Vehicle registration plates in the district carry the AC prefix, assigned on 1 July 1956. Since 2 July 2013 the MON prefix, formerly used in the old Kreis Monschau until 1971, has also been available.

=== Cycling ===
The region is part of North Rhine-Westphalia's cycle route network. The former Vennbahn has been converted into a long-distance cycle path, and the former Aachen Nord–Jülich railway corridor into a cycle expressway. A planned cycle expressway would link Aachen, Herzogenrath, Kerkrade and Heerlen (30 km).

=== Rail and public transport ===
The region is served by the Aachener Verkehrsverbund public transport network. Rail lines connect Aachen to Heerlen, Mönchengladbach, Düsseldorf, Düren, Cologne and Liège. The Cologne–Aachen railway, opened in 1841, and the Aachen–Mönchengladbach railway, opened in 1852, form the main trunk lines through the region.

The Euregiobahn operates regional rail services on secondary lines, including the reactivated Stolberg–Herzogenrath railway and parts of the Mönchengladbach–Stolberg railway and Stolberg–Walheim railway. Major passenger stations include Aachen Hbf, Aachen-Rothe Erde, Aachen-Schanz, Aachen-West, Eschweiler Hbf, Eschweiler-Talbahnhof, Herzogenrath and Stolberg Hbf.

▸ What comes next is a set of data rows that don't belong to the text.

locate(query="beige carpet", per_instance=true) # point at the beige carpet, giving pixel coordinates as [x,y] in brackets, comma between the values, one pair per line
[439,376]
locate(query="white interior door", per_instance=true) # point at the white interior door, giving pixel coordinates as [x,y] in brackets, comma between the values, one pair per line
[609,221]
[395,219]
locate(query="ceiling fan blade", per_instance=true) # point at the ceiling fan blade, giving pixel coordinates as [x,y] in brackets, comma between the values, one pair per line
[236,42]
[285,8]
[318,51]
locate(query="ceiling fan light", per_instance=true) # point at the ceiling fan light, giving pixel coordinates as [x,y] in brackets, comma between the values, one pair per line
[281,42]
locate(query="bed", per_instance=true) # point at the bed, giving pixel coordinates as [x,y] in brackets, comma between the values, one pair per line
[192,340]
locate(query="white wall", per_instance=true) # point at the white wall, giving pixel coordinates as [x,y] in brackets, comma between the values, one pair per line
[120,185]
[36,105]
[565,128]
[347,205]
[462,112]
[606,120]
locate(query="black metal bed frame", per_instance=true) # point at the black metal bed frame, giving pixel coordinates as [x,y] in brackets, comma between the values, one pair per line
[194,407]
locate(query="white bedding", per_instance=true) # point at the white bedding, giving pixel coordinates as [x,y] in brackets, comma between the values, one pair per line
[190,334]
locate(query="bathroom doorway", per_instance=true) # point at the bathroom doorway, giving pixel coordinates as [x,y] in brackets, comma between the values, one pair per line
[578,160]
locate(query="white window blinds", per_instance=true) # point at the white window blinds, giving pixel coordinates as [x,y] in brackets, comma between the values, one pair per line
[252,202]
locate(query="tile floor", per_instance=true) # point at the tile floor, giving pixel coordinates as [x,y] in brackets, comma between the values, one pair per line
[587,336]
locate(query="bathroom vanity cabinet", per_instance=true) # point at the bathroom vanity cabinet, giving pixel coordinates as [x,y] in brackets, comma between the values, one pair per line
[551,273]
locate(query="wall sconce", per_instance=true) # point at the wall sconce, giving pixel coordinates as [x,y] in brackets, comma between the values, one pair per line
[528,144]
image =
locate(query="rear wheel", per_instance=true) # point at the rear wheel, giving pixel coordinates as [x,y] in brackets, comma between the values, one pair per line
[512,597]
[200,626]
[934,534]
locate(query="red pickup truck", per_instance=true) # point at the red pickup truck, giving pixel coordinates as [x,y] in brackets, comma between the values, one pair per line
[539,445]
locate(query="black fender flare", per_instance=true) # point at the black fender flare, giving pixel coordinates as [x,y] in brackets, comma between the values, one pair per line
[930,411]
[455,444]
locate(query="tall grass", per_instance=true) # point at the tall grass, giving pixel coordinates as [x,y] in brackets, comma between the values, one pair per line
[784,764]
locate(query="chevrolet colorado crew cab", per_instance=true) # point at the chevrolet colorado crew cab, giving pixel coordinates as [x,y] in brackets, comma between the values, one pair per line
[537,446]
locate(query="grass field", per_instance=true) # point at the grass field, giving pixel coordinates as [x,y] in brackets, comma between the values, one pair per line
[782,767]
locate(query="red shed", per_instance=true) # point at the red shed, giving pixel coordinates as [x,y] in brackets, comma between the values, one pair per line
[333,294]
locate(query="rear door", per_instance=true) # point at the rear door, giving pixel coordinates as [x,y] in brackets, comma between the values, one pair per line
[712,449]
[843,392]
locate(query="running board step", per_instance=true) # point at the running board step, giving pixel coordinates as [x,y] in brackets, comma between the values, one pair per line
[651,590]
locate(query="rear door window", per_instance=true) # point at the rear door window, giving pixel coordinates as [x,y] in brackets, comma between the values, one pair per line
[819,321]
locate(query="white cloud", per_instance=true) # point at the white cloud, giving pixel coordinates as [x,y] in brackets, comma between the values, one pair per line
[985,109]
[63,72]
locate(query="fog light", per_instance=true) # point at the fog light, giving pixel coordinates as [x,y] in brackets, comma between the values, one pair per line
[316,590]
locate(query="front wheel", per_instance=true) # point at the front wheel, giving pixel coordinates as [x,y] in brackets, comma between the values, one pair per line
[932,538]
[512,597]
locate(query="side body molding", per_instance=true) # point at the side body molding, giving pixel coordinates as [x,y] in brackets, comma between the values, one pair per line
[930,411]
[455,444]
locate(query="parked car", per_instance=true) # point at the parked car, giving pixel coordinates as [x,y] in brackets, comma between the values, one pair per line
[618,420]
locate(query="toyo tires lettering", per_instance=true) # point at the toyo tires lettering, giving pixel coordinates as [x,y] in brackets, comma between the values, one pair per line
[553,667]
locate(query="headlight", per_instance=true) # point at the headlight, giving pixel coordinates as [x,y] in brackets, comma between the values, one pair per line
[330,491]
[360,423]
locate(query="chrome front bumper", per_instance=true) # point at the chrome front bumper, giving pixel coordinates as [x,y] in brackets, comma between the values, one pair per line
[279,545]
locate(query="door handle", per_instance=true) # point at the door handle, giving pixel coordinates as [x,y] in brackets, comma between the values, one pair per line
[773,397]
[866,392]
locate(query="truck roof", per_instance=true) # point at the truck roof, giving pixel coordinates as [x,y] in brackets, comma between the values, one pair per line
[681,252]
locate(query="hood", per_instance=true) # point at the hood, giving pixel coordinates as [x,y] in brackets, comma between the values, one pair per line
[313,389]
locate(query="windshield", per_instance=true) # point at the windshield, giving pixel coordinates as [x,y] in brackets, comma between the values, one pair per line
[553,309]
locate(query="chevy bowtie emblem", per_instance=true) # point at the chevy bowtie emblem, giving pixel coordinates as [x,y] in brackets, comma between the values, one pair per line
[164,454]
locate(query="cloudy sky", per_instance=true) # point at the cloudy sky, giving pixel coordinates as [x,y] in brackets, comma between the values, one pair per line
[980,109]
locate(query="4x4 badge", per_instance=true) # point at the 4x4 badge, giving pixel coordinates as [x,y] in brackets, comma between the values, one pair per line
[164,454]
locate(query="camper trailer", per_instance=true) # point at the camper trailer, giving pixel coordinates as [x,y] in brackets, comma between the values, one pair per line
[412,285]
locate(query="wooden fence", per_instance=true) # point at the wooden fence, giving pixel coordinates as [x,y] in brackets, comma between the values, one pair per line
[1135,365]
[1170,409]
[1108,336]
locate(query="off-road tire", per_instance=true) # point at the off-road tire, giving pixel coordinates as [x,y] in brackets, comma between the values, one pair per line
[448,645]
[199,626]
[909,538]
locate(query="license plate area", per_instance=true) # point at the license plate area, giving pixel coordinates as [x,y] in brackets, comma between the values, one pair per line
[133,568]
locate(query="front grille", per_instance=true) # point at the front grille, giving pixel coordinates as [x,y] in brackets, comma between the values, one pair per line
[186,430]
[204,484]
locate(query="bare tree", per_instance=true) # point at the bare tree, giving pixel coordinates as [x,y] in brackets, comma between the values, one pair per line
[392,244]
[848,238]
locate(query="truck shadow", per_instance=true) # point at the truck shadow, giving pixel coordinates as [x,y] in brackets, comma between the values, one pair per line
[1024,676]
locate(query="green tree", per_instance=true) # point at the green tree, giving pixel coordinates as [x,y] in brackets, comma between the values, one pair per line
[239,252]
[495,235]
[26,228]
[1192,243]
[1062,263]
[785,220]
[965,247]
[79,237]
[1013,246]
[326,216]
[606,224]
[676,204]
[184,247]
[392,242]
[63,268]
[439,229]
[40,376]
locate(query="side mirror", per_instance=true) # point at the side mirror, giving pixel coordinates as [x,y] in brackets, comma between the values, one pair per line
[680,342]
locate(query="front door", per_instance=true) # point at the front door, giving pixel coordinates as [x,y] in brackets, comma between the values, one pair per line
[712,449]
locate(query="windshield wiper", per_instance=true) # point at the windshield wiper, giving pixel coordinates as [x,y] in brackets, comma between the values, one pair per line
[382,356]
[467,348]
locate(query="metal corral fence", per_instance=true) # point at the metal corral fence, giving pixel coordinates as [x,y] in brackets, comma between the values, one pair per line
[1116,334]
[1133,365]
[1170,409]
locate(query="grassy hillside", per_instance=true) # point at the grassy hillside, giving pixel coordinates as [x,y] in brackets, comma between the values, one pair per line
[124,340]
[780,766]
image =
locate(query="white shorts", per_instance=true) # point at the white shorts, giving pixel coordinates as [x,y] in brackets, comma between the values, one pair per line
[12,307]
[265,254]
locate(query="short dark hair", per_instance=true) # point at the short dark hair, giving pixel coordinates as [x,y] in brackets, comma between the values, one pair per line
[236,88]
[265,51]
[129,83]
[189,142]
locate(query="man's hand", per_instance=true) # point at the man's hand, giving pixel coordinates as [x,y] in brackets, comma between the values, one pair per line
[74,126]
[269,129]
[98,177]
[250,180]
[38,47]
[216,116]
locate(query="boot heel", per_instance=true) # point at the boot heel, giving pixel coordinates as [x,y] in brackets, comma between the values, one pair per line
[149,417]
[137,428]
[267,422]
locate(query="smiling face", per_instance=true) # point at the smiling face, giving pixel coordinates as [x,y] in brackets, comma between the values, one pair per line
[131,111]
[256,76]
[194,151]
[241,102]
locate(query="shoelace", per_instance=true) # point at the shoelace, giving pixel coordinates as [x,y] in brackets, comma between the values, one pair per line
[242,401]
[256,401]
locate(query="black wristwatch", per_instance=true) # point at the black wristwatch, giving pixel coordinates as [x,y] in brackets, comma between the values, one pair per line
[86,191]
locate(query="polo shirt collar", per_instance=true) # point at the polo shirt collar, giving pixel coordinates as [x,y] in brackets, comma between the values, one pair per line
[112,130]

A planned Regiotram Aachen light rail line would run from Aachen central station along the Krefelder Straße (B57) to Baesweiler, with a planned branch to Aachen-Merzbrück Airport. The project is currently under feasibility study.

=== Air ===
Maastricht Aachen Airport lies about 35 km away near Maastricht. The airports of Cologne/Bonn and Düsseldorf Airport, each roughly 80 km distant, are reachable by rail on the RE1, RE4 and S11 lines. Aachen-Merzbrück Airport in Würselen serves business aviation.

== Education ==
The region has 98 primary schools, 7 special schools, 23 Gymnasien, 16 Hauptschulen, 14 Realschulen, 9 comprehensive schools and 8 vocational colleges. Five universities and colleges are located within the district, all on the territory of the city of Aachen and collectively enrolling up to 50,000 students: RWTH Aachen University, FH Aachen, a branch of the Katholische Hochschule Nordrhein-Westfalen, a department of the Cologne University of Music and the Hochschule für Polizei und öffentliche Verwaltung Nordrhein-Westfalen.

== Media ==
Since 4 October 2010, Antenne AC has broadcast as the regional commercial radio station, succeeding the separate 107.8 Antenne AC (district) and Radio Aachen (city). The public broadcaster WDR 2 operates a local studio (WDR Studio Aachen) covering Aachen and the region; students run Hochschulradio Aachen. Several German-language Belgian regional stations, such as 100'5 Das Hitradio, target listeners in the border area and broadcast content accordingly.

== Partnership ==
As legal successor to the Kreis Aachen, the Städteregion continues the partnership with Jeleniogórski County in Poland, agreed in March 1990 and reaffirmed in February 2000. Negotiations had begun in October 1985; Poland's 1999 administrative reform required formal transfer of the partnership to the newly constituted county.

Under the Region Charlemagne initiative, the Städteregion pursues closer cross-border cooperation within the Euregio Meuse-Rhine, particularly in public transport and foreign-language teaching, with existing ties to Parkstad Limburg and the German-speaking Community of Belgium.